The video has been given a 1080p/AVC MPEG-4 encoded transfer displayed at an aspect ratio of 1.33:1. According to the liner notes, “This high-definition digital transfer was created on a Spirit DataCine from a 35mm fine-grain master positive. Thousands of instances of dirt, debris, scratches, splices, warps, jitter, and flicker were manually removed using MTI’s DRS and Pixel Farm’s PFClean, while Digital Vision’s Phoenix was used for small dirt, grain, and noise management.” The image is very grainy and the sharpness of the focus varies. White vertical scratches are noticeable and blacks vary in inkiness.
The liner notes also state, “the original monaural soundtrack was remastered at 24-bit from a 35mm optical soundtrack print. Clicks, thumps, hiss, hum, and crackle were manually removed using Pro Tools HD, AudioCube’s integrated workstation, and lZotope RX 4.” Dialogue is clear, but there is a slight hiss. The score slightly distorts when it gets loud.
The HD special features are:
- Tomorrow, Yesterday, and Today (20 min) – Recorded in 2009, director Peter Bogdanovich talks about director Leo McCarey’s career and how he worked.

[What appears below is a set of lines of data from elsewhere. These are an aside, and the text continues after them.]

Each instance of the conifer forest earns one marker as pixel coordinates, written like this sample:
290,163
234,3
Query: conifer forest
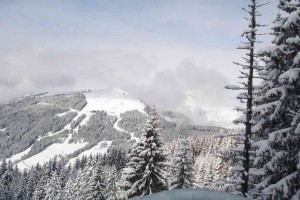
153,129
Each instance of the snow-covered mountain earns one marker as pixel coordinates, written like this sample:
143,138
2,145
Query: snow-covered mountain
36,128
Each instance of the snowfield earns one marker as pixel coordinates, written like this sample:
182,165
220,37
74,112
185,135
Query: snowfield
100,148
114,102
57,149
18,156
190,194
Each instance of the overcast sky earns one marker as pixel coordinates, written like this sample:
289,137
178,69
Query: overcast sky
176,54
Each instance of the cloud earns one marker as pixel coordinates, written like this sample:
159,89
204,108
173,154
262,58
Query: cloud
193,90
176,54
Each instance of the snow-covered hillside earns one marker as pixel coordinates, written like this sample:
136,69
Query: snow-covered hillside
114,102
37,128
190,194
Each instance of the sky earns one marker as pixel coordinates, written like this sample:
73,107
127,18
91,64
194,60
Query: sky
172,53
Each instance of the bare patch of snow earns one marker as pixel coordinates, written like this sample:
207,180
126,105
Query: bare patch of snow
57,149
18,156
100,148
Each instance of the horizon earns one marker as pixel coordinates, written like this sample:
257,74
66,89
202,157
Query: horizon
162,48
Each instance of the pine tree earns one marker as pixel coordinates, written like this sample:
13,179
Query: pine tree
113,191
239,173
96,185
144,173
276,112
7,179
53,190
21,187
182,172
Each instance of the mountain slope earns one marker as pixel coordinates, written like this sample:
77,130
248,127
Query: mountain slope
36,128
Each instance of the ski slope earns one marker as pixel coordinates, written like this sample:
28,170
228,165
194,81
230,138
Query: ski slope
56,149
114,102
100,148
190,194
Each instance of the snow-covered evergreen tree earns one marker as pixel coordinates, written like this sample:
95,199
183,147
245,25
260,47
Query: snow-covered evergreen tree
276,118
144,173
96,185
182,167
113,191
238,180
53,190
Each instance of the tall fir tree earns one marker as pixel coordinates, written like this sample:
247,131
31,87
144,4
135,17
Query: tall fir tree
238,181
53,189
144,173
113,191
276,113
96,185
182,166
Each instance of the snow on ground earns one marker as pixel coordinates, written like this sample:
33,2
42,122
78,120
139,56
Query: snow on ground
44,104
19,155
63,114
57,149
190,194
114,102
100,148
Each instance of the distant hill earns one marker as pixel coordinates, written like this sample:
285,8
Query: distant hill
35,128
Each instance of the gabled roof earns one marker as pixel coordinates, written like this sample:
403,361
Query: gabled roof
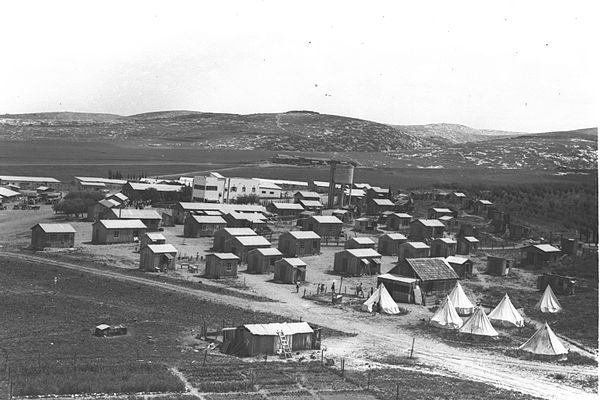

- Gary Giddins (20 min) – Also from 2009, film critic and writer Gary Giddins also talks about McCarey as well as the political and social context of the film.
In his interview, Bogdanovich claims Orson Welles called Make Way for Tomorrow “the saddest movie ever made,” and it’s hard to argue with that assessment. McCarey doesn’t require the cast to overplay the story’s emotions as they hit hard enough played honestly and straightforward, especially for anyone who finds themselves caring for or needing care from a family member. Although the film could use a restoration, Criterion does a serviceable job with its high-definition presentation.